GKE Autopilot and Workload Identity

4 min readFeb 1, 2023

Workload Identity enables GKE workloads to impersonate IAM service accounts, allowing them to access Google Cloud services.

The easiest way to test out Workload identity is using a GKE Autopilot cluster which provides sane, production-ready defaults, one of which is to turn on Workload identity on the cluster. This post will go over a quick Workload identity demo with a GKE Autopilot-based workload.

Workload Identity Need

Consider a GKE cluster with one application running in it. This application needs to access a Google Cloud Storage Bucket:

An application would use a service account with appropriate IAM roles to access the Cloud Storage buckets. Prior to Workload Identity the way to expose this service account to an application running inside a GKE pod was the following:

Create a Google Cloud Service Account, grant it the required roles, then export the service key as a json file. Mount this json file as a config map in pods and use the credentials. There is a huge problem with this approach though as the keys cannot be easily rotated and has to be managed in a very combursome way
Using the underlying Compute engine service accounts — this approach is not granular, every pod on a node would end up using the same credentials.

This is where Workload Identity fits in and solves the issues of the previous approaches — the credentials are granular to the specific workload in the pod, credentials are not directly exposed to the workload and thus can be rotated easily.

Basics

Google Cloud Services Clients running on a Google Cloud application runtime like GCE, Cloud Function, Cloud Run etc typically retrieve their credentials using a metadata server.
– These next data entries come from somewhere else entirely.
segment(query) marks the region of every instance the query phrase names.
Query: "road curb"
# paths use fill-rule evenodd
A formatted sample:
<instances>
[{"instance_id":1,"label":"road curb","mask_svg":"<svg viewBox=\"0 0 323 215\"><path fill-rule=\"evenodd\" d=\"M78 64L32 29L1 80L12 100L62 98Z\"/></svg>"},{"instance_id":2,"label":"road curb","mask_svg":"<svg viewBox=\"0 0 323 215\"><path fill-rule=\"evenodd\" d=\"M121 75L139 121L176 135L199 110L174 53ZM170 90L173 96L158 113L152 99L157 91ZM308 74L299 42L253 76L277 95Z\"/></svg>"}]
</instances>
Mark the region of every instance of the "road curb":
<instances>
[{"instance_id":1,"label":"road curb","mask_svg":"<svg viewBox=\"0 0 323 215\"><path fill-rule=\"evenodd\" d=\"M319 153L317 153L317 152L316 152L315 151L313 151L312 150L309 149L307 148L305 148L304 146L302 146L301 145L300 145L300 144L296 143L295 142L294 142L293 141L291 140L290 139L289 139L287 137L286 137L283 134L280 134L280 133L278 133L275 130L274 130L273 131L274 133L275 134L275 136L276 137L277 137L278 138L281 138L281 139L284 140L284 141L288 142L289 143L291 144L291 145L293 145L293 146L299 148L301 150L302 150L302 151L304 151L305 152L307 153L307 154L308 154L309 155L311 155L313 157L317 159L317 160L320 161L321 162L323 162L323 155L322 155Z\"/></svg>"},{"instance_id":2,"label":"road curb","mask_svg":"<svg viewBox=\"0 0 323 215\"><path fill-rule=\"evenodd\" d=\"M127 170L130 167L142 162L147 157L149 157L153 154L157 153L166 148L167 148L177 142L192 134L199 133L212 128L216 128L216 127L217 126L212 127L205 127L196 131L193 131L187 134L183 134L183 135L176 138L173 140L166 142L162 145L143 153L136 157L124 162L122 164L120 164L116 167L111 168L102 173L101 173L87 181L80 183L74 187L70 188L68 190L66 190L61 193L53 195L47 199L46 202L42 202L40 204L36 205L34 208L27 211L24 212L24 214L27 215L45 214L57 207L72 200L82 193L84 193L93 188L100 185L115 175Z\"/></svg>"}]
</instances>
Metadata server responds to an endpoint with a hostname of “metadata.google.internal”, a call to retrieve the token for a service account from the metadata server looks something like this:

curl -H "Metadata-Flavor: Google" http://metadata.google.internal/computeMetadata/v1/instance/service-accounts/default/token

Workload identity ultimately enables a Metadata server to be available to GKE workloads, this way an application can use the familiar approach of retrieving its credentials from the Metadata server and calling the Google Cloud Services.

Since GKE is a Kubernetes distribution, it understands a Kubernetes Service Account, however, GCP services understand a IAM Service Account. Workload Identity maps one to the other and exposes the GCP service account via a Metadata server visible to the pod.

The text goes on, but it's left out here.